Laval auditor general releases report for 2013

By Robert Frank

After going through four mayors in 14 months, scandalous corruption allegations and provincial trusteeship, municipal administration in Laval hit a new low last year, according to the city’s auditor general Michèle Galipeau.

Her 2013 annual report, which she submitted last week, didn’t pull any punches: The city needs to pull up its socks on multiple fronts.

“Only 28 per cent of the recommendations [made in the year’s audit] were addressed adequately, compared with 50 per cent in 2012 and 2011,” Galipeau said.

She also pointed to a lack of accountability at city hall.

“We frequently witnessed the city establish policies without first developing the tools needed to implement and manage them,” Galipeau observed.

The city owns lots of land and its real estate transactions are a mess, she reported.
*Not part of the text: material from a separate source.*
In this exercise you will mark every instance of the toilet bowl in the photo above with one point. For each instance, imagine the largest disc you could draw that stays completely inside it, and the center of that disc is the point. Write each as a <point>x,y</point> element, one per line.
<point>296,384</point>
“There’s no consistent strategic vision for real estate,” Galipeau said, highlighting a lack of coherent communication between city employees who are responsible for real estate transactions. “We also discovered some gaps in ensuring accountability.”

Outsourcing computer expertise also proved a problem.

“We noticed lapses in awarding contracts, calls for tender and adherence to contract schedules,” the auditor general indicated.

She said that the problem stemmed from a lack of cooperation between the city’s purchasing and contract managers and its computer boffins.

“The two departments sometimes interpret the city’s supply and contract management policies differently,” Galipeau said.

The city’s green policy also attracted the auditor general’s attention.

She concluded that Laval doesn’t really have a sustainable development policy, just a collection of incoherent initiatives and actions. She suggested that the city needs an “all-embracing vision” on that front.

Laval’s 3-1-1 telephone-information service also needs to improve, Galipeau said.

“The City of Laval has not fulfilled the commitment that it made in 2007 to funnel all non-emergency calls to the city to a single number: 3-1-1,” she reproached. “Indeed, some city departments continue to publish their own phone number in order to receive and handle citizens’ calls directly.

Besides sowing confusion, she said, it also makes it impossible for the city to oversee how well its citizens are served.

Finally, Galipeau suggested the city take a fresh look at its expense-account policy.

“The amount that the city pays per kilometre [for staff who have to use their own cars on municipal business] is significantly higher than other major cities, Revenue Canada or Revenue Quebec’s top rates,” she explained, “and the last time that the city reviewed whether its personal car compensation rates were reasonable for remaining non-taxable was in 2002.”